Oral antithrombotic agents were administered to 28 patients (22.8%). The en bloc R0 resection rate was 98.4%. The MSCC method and the PMSCC method for preventing DB were performed in 114 and 9 lesions, respectively. The median time of the MSCC method was 16 min, and the median speed (the resection area divided by the time of method used) was 3.6 cm/10 min. The median time of the PMSCC method was 59 min, and the median speed was 1.3 cm/10 min. The only delayed procedural adverse event was DB in 1 (0.8%) of the 123 lesions.
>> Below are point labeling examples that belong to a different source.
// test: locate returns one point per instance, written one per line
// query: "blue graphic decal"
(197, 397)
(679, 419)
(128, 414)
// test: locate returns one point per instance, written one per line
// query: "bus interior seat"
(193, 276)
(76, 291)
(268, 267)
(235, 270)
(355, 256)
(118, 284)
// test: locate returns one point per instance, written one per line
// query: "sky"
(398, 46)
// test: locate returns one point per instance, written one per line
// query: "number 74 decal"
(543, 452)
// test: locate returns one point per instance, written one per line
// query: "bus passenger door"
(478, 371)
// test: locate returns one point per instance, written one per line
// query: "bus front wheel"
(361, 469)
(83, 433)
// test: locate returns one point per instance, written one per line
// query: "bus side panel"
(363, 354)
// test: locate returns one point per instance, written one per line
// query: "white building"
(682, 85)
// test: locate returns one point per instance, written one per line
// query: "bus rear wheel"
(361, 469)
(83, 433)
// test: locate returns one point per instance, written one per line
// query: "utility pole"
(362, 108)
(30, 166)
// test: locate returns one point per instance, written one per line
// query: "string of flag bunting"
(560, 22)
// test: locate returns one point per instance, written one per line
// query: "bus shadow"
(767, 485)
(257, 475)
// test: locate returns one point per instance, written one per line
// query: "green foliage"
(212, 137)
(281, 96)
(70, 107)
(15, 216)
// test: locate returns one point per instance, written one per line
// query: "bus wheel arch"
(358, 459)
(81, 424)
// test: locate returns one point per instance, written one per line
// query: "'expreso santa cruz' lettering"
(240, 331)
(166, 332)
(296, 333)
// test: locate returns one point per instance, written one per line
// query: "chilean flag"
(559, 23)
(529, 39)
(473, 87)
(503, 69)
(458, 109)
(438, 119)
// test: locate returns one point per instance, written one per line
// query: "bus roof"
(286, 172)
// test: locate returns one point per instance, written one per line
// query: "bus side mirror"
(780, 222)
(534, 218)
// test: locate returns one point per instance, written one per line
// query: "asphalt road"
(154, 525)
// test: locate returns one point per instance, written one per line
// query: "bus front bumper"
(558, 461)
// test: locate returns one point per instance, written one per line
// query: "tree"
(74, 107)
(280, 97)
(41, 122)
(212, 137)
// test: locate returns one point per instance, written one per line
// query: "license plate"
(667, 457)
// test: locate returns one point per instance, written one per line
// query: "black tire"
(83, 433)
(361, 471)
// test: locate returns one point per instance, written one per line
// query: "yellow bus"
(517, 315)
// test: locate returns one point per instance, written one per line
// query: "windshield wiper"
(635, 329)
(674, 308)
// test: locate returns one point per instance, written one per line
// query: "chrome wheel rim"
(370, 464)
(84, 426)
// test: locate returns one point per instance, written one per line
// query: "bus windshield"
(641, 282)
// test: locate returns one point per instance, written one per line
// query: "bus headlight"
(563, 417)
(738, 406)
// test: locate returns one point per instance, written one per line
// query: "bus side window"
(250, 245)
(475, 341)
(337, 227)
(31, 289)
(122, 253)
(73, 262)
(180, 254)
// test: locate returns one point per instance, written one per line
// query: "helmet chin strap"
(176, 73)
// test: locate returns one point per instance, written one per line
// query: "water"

The ABI strategy is feasible for preventing DB both in patients at low risk and in those at high risk for DB after GESD, whereas the PMSCC method may be necessary for reduction of time.
已开发出预防胃内镜黏膜下剥离术(GESD)后延迟出血(DB)的方法。然而,这些方法均无法完全预防DB。我们推测,对于DB低风险患者,改良的探查、凝血和夹闭(MSCC)方法可预防DB;对于DB高风险患者,将聚乙醇酸片和纤维蛋白胶与MSCC方法联合使用(PMSCC方法)可预防DB(抗出血[ABI]策略)。本研究评估了这一新型策略的技术可行性。
我们调查了2018年4月至2020年1月间在钏路罗萨医院接受GESD的121例连续患者中的123个病变。抗血栓药物的继续使用或停用决策基于抗血栓治疗患者的胃肠内镜检查指南。
28例患者(22.8%)接受了口服抗血栓药物治疗。整块R0切除率为98.4%。分别对114个和9个病变采用MSCC方法和PMSCC方法预防DB。MSCC方法的中位时间为16分钟,中位速度(切除面积除以所用方法时间)为3.6 cm/10分钟。PMSCC方法的中位时间为59分钟,中位速度为1.3 cm/10分钟。唯一的延迟性手术不良事件是123个病变中的1个(0.8%)发生DB。
ABI策略在预防GESD后DB低风险和高风险患者中均可行,而PMSCC方法对于缩短时间可能是必要的。